Wagner steuert gegen den Druck: „Wir tun uns selber keinen Gefallen…“

René Wagner will den Druck von seinen Spielern Fernhalten. (Foto: Bucco)
René Wagner will den Druck von seinen Spielern Fernhalten. (Foto: Bucco)

Der Druck ist groß, der Gegner stabil: Vor dem Duell mit Werder Bremen steht der 1. FC Köln unter Zugzwang. Trainer René Wagner setzt auf Ruhe – und einen klaren Plan.

Der Druck beim 1. FC Köln ist vor dem Heimspiel gegen Werder Bremen spürbar – auch wenn er intern möglichst klein gehalten werden soll. Nach nur zwei Siegen aus den vergangenen 19 Spielen und acht Partien ohne Dreier steht der FC weiter unter Zugzwang. Der kommenden Gegner aus Bremen liegt nur einen Punkt und einen Rang vor den Kölnern, könnte mit einem Sieg also überholt werden.

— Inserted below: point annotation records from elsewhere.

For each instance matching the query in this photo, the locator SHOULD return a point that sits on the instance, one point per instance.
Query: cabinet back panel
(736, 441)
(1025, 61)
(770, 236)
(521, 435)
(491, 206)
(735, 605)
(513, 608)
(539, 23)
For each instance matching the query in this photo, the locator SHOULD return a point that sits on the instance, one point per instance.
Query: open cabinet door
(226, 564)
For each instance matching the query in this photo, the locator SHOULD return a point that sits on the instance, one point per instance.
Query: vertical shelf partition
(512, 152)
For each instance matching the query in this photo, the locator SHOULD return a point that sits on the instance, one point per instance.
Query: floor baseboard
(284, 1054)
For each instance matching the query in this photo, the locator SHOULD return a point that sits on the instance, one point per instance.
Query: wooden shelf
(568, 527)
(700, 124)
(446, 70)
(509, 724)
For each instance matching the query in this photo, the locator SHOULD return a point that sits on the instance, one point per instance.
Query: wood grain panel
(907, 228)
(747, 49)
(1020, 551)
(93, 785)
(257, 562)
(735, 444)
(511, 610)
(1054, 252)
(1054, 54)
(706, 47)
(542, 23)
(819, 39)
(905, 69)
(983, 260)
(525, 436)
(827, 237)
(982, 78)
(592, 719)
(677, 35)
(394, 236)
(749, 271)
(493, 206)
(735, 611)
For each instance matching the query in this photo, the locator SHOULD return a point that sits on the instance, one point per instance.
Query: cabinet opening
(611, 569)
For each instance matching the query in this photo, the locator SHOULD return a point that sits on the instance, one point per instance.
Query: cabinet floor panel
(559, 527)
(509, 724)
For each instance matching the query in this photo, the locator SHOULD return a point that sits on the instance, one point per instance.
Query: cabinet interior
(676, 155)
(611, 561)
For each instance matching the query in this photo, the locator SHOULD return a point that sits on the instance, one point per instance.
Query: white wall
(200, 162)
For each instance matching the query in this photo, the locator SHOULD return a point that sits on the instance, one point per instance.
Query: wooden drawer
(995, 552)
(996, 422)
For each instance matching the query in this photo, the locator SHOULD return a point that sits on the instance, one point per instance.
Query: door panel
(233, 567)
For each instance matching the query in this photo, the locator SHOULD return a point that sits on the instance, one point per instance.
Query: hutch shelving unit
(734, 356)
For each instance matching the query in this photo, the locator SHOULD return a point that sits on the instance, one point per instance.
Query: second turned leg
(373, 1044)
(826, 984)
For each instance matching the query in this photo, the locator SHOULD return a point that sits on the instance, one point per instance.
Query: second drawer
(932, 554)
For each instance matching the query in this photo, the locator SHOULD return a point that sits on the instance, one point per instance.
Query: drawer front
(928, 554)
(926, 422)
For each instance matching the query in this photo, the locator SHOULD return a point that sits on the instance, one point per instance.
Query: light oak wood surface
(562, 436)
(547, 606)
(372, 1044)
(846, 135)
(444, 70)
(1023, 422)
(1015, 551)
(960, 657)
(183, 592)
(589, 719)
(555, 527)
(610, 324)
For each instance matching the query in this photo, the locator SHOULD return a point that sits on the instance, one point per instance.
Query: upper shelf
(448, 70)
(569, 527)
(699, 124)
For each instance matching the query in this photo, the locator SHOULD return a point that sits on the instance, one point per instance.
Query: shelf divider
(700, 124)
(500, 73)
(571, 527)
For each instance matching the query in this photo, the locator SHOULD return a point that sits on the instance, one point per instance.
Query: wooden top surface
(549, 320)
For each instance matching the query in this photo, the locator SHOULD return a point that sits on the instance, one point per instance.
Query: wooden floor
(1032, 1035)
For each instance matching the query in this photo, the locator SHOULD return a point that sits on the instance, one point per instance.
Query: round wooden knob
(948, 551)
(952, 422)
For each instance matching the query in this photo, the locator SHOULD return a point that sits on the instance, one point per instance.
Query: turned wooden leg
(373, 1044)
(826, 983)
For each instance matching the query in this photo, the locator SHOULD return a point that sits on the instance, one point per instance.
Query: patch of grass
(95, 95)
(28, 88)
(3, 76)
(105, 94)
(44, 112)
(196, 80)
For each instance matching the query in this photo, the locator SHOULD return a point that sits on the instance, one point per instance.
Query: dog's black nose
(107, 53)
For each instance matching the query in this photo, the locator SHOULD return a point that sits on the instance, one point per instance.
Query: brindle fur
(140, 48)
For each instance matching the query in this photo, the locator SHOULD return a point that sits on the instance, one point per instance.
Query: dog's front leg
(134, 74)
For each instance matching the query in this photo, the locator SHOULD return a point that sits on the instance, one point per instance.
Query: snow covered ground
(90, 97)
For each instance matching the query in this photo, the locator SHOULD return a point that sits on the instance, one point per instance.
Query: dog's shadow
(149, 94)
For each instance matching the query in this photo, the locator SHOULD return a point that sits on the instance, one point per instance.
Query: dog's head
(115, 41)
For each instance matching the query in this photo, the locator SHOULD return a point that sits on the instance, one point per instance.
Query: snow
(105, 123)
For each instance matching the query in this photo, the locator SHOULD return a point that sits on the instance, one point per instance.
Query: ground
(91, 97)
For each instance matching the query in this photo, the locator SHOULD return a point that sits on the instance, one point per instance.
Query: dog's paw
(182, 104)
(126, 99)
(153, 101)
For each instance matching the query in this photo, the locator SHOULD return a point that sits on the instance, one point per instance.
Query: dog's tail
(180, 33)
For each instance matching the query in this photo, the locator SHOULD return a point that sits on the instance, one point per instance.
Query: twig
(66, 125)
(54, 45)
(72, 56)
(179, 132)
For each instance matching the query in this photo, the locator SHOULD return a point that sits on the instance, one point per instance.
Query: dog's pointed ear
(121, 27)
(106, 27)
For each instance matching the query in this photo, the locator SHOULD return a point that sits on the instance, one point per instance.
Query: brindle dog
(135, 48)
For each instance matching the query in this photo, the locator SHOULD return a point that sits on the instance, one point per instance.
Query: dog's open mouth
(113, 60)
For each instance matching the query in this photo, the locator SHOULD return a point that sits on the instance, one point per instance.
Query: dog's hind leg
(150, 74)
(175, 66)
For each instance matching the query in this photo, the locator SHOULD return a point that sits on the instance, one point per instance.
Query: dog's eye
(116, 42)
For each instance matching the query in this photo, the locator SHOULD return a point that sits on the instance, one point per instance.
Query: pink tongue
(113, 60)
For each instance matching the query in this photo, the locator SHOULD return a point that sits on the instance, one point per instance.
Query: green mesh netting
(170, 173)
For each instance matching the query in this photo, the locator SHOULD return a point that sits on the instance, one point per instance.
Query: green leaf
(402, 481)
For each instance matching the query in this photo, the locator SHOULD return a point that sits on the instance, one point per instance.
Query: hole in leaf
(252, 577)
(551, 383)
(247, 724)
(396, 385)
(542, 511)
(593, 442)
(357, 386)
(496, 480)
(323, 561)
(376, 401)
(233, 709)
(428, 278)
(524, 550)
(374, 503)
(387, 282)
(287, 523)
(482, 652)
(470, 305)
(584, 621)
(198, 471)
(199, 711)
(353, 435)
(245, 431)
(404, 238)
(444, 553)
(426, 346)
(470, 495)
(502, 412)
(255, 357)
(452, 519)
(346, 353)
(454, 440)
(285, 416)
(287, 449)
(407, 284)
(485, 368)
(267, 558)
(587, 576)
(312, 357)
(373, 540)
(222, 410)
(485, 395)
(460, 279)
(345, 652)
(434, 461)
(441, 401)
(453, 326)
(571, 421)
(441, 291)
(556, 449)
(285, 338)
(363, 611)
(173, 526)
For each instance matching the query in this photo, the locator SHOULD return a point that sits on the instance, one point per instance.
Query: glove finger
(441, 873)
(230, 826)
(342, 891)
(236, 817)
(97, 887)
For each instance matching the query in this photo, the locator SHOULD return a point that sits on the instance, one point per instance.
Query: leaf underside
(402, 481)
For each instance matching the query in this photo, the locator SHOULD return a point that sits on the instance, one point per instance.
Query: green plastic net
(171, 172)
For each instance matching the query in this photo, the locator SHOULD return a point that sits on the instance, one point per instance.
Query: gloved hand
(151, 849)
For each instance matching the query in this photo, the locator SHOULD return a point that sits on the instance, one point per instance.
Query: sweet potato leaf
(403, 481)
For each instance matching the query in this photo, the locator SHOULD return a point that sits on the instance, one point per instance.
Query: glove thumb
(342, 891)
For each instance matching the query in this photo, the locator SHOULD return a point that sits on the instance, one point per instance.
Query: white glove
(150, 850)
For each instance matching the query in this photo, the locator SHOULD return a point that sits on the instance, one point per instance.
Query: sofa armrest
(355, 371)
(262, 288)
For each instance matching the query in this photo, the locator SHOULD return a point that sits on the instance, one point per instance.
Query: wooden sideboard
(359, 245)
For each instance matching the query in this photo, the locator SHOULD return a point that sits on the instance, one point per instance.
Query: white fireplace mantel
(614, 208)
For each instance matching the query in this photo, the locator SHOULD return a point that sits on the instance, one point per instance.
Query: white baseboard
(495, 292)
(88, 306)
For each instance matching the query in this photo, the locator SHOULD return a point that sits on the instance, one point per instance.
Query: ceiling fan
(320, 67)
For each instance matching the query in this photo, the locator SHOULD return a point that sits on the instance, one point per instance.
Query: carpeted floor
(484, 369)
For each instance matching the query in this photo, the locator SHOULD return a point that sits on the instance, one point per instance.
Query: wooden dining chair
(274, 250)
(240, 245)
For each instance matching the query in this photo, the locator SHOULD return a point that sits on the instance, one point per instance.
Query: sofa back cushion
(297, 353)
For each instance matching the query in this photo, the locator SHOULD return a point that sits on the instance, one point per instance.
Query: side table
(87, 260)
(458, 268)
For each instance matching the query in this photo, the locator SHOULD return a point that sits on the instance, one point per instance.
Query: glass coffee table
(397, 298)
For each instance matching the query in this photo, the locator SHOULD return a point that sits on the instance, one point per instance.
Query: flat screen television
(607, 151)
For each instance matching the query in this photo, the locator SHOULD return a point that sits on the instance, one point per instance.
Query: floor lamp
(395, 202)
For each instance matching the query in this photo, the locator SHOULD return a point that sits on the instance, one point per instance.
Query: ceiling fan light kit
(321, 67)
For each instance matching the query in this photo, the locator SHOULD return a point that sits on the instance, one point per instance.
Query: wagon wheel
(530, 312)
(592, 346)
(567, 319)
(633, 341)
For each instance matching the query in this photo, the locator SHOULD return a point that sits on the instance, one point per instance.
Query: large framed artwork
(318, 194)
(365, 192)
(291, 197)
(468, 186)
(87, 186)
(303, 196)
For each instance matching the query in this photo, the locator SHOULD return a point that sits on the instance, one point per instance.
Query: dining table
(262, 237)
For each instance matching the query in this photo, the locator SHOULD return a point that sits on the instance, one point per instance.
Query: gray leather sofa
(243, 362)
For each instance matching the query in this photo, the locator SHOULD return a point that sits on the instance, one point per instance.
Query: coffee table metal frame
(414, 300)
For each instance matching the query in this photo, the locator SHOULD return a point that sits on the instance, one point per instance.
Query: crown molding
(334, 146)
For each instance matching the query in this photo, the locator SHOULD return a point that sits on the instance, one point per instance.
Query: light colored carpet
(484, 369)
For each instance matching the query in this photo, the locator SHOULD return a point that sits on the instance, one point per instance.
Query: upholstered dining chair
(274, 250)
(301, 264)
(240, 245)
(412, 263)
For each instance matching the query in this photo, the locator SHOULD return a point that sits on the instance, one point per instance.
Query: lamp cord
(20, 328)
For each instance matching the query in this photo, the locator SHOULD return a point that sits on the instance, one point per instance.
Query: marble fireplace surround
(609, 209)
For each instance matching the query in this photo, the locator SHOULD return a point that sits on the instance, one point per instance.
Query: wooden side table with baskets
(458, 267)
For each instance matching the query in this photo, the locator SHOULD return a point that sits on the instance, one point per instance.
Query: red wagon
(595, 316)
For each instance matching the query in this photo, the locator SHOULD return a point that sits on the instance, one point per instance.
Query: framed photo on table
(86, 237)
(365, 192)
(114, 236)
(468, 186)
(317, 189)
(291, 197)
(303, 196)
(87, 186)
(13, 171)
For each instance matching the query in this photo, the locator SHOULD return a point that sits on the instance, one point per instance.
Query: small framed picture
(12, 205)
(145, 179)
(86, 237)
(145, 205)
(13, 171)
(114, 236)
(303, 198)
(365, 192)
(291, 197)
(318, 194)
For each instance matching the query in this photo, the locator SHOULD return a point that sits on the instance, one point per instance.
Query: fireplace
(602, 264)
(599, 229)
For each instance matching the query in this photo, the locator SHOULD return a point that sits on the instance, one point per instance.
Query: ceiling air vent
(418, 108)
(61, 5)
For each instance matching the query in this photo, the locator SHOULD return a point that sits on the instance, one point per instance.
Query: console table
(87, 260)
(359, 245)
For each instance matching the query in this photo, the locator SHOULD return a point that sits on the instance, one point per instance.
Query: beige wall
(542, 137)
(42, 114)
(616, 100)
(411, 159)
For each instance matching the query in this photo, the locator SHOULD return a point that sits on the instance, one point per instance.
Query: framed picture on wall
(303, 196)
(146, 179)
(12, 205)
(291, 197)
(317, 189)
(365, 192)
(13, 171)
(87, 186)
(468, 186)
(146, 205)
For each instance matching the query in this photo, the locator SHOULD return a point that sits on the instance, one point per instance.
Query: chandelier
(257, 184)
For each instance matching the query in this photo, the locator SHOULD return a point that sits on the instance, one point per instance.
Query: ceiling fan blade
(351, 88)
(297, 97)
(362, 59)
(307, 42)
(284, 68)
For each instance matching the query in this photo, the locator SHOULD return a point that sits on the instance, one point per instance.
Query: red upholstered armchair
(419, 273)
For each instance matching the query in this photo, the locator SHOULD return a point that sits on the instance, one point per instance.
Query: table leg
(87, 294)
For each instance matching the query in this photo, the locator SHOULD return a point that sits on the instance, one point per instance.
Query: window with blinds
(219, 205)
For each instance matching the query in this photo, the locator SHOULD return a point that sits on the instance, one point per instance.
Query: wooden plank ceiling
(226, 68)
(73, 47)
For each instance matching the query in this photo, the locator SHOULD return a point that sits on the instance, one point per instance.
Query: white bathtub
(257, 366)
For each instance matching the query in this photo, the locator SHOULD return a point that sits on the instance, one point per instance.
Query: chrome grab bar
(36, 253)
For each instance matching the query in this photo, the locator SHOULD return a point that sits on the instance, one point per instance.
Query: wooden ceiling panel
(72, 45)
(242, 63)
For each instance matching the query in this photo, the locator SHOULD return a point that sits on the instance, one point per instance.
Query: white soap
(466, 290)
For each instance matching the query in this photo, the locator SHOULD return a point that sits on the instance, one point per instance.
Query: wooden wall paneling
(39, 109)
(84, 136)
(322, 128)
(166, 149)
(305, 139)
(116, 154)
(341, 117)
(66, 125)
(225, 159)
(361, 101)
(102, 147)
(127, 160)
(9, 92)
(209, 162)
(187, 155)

Trainer René Wagner setzt vor der Partie vor allem auf einen klaren Fokus und Ruhe im Umfeld der Mannschaft. „Logischerweise wollen wir das Spiel am Sonntag gewinnen. Wir wissen, dass es Druck gibt von außen. Intern müssen wir den so gering wie möglich halten“, sagte der FC-Coach. „Wir versuchen, an die Truppe nichts ranzulassen. Im Gegenteil: Wir wollen Ruhe ausstrahlen.“ Gleichzeitig verwies Wagner auf die Mentalität seines Teams: „In Frankfurt wusste die Mannschaft, dass sie die Stärke hat, zurückzukommen.“

Bremen mit dem geringsten xG-Wert gegen sich

Auch inhaltlich will sich der Trainer nicht von der Ergebniskrise leiten lassen, die ihn überhaupt erst in die Position des Cheftrainers gebracht hatte. „Wir tun uns selber keinen Gefallen, wenn wir nur über die Spiele nachdenken, die in der Vergangenheit liegen. Die drei Punkte sind ungemein wichtig für uns. Über etwas anderes denken wir gerade nicht nach.“ Die Marschroute ist klar: Blick nach vorne – und möglichst schnell wieder punkten.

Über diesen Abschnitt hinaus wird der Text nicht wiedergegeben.